It has taken me too long to discover the greatest thing, i.e., Man and what he means and why.
Thus there is no need at all for you to feel yourself as exceptional.
Like every one of us you were part of the great dimness overshadowing the greater part of mankind, in the first place the western so-called Christian man.
To discover Man is a great adventure.
I am glad and grateful that people like yourself begin to see the dawn.
Don't worry about my mathematics.
I never dreamt of adding anything to mathematics, being myself utterly "amathematikos."
My affiliation to it consists only in the equation 3 + 1 = 4 which is a psychological fact indicating the fundamental relation between psychology and mathematics.
This is-it may seem ridiculous to a mathematician-the mystery of the psychologist.
To the former, number is a means of counting; to the latter, it is a discovered entity capable of making individual statements if it is given a chance.
In other words: in the former case number is a servant, in the latter case an autonomous being.
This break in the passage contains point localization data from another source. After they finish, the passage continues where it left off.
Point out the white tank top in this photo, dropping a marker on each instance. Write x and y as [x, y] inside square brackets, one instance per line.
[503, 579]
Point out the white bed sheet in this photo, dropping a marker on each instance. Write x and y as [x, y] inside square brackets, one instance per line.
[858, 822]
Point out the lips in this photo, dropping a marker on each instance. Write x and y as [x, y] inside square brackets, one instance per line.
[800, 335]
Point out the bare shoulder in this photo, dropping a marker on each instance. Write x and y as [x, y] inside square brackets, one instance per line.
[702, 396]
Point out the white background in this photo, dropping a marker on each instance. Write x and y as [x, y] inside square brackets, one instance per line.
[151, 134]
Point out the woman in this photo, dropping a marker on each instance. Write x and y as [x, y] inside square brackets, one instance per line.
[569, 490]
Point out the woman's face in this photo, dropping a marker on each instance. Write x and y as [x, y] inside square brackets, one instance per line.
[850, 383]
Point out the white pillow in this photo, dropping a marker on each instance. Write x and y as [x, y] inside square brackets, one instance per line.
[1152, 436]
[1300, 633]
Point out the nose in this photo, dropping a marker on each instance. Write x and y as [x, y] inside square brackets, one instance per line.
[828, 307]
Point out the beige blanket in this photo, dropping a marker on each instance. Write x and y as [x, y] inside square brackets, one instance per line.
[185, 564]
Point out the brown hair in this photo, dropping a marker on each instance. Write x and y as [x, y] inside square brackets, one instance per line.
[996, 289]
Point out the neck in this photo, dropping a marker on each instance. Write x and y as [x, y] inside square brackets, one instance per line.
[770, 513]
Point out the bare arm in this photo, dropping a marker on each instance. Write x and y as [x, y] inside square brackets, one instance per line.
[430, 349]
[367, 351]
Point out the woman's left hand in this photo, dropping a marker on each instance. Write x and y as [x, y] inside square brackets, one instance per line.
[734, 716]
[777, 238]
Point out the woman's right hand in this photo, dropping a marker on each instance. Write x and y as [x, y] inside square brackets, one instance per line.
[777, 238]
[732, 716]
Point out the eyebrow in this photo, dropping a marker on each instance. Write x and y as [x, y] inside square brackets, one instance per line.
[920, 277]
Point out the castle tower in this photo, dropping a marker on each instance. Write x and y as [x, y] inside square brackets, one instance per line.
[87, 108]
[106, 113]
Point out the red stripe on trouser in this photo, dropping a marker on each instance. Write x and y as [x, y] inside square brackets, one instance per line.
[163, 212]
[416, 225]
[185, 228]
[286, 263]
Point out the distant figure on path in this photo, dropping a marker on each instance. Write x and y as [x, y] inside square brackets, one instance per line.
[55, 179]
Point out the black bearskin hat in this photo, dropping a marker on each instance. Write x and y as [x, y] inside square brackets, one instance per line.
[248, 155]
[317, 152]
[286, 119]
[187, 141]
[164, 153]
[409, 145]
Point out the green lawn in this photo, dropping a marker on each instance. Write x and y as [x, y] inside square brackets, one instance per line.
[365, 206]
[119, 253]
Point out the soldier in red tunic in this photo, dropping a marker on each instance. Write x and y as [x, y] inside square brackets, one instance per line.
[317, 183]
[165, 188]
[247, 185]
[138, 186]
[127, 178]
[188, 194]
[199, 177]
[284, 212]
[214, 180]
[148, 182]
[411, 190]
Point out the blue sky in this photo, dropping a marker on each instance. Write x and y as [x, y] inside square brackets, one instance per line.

It is the same difference as between the general, the professor, the stockbroker on the one hand and the human being on the other.
Well, I thank you, because you are the only one who admits that I am the petra scandali.
From this fact I have formerly concluded that I am an exceptionally unpleasant person. In my later years (I am now in my 83rd) I became doubtful, since I have received so much love and consideration that I have no reason to grumble.
I have not "eaten of the herb of bitterness," but I am astonished at the power of prejudice and superficiality of the "clercs. "
My best regards to Mrs. Wylie and my cordial wishes for a happy New Year,
C.G.J. ~Carl Jung, Letters Vol. II, Page 404-405.